Ключик посмотрел в полном недоумении на наглого и серьёзного Чарли, морща и без того измятый лоб. Сообразив в чём дело, выругался:

— Дурак! Тебе лечиться надо.

И снова спрятался под одеяло прямо в ватных брюках.

— Кремень: такого тремя пайками не расколешь, — сокрушался Чарли. — Сам железный, что твой Феликс, у которого он фигуру увёл. Это ещё что! На Иркутской пересылке деда встречал. Помнишь, Гнус, он вес Сталина с царём путал?

Едва пришедший в себя Гнусков хотел отмахнуться, но, уловив общий интерес, сказал:

— Ну, как же? Иван Иванович Калита.

— Верно. Почтеннейший человек. Так тот Иван Иванович… — Чарли оглянулся по сторонам, перешёл на полушёпот, едва шевеля синими губами: — Ильича от триппера врачевал. Партийная тайна, и потому прошу…

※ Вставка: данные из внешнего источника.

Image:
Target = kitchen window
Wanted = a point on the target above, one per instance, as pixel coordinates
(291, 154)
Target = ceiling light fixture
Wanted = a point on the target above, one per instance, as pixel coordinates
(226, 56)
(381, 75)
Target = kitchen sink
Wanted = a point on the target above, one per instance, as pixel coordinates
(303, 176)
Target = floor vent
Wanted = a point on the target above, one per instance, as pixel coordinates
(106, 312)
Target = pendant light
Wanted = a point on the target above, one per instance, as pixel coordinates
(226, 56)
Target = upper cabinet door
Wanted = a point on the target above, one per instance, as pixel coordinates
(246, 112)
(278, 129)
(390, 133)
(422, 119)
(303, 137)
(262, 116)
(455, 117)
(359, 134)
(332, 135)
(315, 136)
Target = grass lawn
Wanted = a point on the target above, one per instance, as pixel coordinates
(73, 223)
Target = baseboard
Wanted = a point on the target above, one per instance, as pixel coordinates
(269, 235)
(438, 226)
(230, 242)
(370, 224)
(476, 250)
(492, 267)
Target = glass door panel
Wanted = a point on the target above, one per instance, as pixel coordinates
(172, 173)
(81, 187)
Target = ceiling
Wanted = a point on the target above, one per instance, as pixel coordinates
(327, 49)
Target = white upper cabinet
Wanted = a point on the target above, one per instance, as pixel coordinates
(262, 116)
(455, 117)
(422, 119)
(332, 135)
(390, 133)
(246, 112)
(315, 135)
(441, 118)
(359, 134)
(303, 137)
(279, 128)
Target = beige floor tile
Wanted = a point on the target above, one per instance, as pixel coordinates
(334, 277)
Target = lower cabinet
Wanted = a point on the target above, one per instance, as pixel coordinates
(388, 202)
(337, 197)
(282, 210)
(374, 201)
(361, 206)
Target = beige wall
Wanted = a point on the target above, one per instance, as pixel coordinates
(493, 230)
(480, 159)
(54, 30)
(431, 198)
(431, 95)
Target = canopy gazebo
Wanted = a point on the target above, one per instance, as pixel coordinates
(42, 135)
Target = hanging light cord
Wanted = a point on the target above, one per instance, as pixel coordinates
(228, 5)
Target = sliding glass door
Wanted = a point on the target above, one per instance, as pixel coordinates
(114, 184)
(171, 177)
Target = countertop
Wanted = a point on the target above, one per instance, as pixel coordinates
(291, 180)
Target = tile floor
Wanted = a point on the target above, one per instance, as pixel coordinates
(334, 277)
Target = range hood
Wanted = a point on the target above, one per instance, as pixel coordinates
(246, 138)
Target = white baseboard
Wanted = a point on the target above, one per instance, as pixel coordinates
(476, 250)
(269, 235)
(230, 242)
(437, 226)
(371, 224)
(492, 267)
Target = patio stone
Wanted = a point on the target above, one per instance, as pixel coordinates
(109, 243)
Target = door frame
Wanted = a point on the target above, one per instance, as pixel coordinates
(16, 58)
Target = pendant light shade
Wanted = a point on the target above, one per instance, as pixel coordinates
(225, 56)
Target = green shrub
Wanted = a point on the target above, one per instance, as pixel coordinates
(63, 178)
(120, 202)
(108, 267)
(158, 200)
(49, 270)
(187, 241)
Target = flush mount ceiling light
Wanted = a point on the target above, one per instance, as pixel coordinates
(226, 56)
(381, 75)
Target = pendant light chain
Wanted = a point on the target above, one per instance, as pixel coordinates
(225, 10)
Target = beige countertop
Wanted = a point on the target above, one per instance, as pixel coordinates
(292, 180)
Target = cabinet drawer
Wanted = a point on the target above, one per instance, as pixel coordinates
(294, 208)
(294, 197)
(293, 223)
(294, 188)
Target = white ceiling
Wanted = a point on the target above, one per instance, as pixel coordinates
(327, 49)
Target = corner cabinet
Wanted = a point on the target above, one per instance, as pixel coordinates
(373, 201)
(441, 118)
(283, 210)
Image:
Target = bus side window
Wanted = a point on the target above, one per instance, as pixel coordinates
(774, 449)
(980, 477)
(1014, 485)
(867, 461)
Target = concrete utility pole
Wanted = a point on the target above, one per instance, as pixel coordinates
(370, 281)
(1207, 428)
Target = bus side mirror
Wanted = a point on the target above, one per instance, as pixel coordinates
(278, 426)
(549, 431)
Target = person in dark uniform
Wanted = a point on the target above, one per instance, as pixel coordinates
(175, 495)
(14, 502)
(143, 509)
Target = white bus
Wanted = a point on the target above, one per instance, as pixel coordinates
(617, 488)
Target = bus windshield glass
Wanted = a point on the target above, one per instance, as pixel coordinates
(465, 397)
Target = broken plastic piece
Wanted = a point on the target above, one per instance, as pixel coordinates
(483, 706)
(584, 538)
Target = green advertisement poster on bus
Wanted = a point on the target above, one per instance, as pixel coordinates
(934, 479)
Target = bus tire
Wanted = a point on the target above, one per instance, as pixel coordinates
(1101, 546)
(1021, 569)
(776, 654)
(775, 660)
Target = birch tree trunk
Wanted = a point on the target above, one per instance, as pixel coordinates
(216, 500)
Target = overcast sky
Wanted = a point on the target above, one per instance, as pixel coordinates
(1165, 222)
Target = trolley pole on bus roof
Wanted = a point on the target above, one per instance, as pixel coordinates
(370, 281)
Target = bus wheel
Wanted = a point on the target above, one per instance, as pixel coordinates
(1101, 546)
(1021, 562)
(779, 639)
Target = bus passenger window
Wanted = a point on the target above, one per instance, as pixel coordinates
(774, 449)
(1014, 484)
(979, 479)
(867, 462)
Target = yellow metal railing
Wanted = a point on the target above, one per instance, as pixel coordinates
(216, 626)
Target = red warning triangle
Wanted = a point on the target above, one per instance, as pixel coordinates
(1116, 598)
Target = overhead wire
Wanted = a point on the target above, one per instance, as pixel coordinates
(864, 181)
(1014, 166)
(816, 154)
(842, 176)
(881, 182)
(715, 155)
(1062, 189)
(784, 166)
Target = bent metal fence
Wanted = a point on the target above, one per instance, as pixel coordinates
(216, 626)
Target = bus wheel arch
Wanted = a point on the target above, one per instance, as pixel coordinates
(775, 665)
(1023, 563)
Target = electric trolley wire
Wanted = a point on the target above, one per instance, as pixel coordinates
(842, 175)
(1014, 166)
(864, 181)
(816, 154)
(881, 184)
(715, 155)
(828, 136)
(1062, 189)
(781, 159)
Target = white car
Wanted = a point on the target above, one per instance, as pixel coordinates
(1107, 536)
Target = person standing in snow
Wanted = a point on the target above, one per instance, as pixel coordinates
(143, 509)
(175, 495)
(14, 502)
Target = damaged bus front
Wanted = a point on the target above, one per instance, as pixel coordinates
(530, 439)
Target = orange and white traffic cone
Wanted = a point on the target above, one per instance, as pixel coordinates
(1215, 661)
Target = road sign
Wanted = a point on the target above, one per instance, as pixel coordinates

— Иди ты?! — Верзилов перестал чинить сапог, уставился на Чарли. — На ком же он словил эту заразу? Занятой такой человек. Неужто на Надежде Константиновне?!

— Не, — покачал головой Чарли и вздохнул, глубоко переживая трагедию вождя, — была в Питере одна шлюха, Революцией звали…

— Замолчи, звонок поганый! — Лука сунул под матрац целую руку, выхватил припасённый на всякий случай железный прут — Не пятнай человека! Он как лучше хотел!

— Напрасно вы, Лука Романович, проявляете не свойственные советскому человеку звериные инстинкты. Что касается Владимира Ильича, так он тоже живым был…

— Для меня Ильич и сегодня жив! Он — совесть нашего государства!

— Согласен! А раз живой, значит, хочется. Верно, сидельцы? Тебе же хочется. Руку-то, сказывали, о член стёр. Говоришь — на фронте утерял.